In some families, kids are expected to help out with household duties. In others, parents assign chores then offer rewards, like allowance or privileges, to help their children understand the concept of earning. Whatever your stance is, chore wheels are a great way to introduce toddlers to the concept of having responsibilities around the home. Here’s how you can make a fun wheel to get your kids started on chores:

Find age-appropriate chores

A lot of people don’t introduce chores until kids are a little older, but there are actually a number of small tasks 3-year-olds and 4-year-olds can do around the house. Here are just a few:

  • Putting toys and books away.
  • Making their bed (with your help).
  • Wiping off countertops, tables and other surfaces.
  • Picking up dirty clothes (after a bath or at the end of the day).

Remember that certain chores may be a good fit for your children, while others just won’t. Get creative, and find specific tasks around your house you think they can manage.
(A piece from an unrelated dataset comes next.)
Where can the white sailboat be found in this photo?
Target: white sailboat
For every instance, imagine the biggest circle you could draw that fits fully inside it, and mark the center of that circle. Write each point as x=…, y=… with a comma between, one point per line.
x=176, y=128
As your children get older, you can start giving them responsibilities that are a little more involved.

twin sisters doing chores around the house with mom
Give your children age-appropriate responsibilities.

Create your wheel

Once you have a couple of chores in mind, it’s time to get started on your wheel! There are a couple of ways you can go about this.

For something simple and effective, use card stock or construction paper to cut out two or three circles in varying sizes and different colors. Then, lay them on top of one another, largest at the bottom, and draw straight lines out from the center of the circle so that each layer is divided into three or four sections. Write your kids’ names in the sections in the center circle – if you want to include mom and/or dad on the wheel, do that too. Then, fill the sections in the outer circle(s) with different chores. That way, when you turn the different parts of the wheel, everyone’s names will line up with different chores. You can turn the wheel one section to the right each day (or week) to change up who’s assigned which task.

If you’d rather create a wheel that turns in a more exciting way, use a Lazy Susan. Decorate the wheel with paint or other craft supplies, then divide it into six sections. In each section, either write a chore, or attach a picture that represents the task – a broom for sweeping the kitchen, a plate for setting the table, etc. Hang the wheel on a wall where your kids will be able to reach it, and attach an arrow on the wall next to it. That way, whenever your kids spin the wheel, whatever section the arrow is pointing to will decide what task they’re responsible for.


Start small

When you first introduce the idea of “chores” into your household, it’s a good idea to start with just one or two basic tasks. You can add more as you go, helping your children understand the best way to do each one. That way, nobody is overwhelmed with what they’re being asked to do.

If you want to assign a reward system for your chore wheel, go for it! Either way, the tool makes for a good visual representation of your expectations.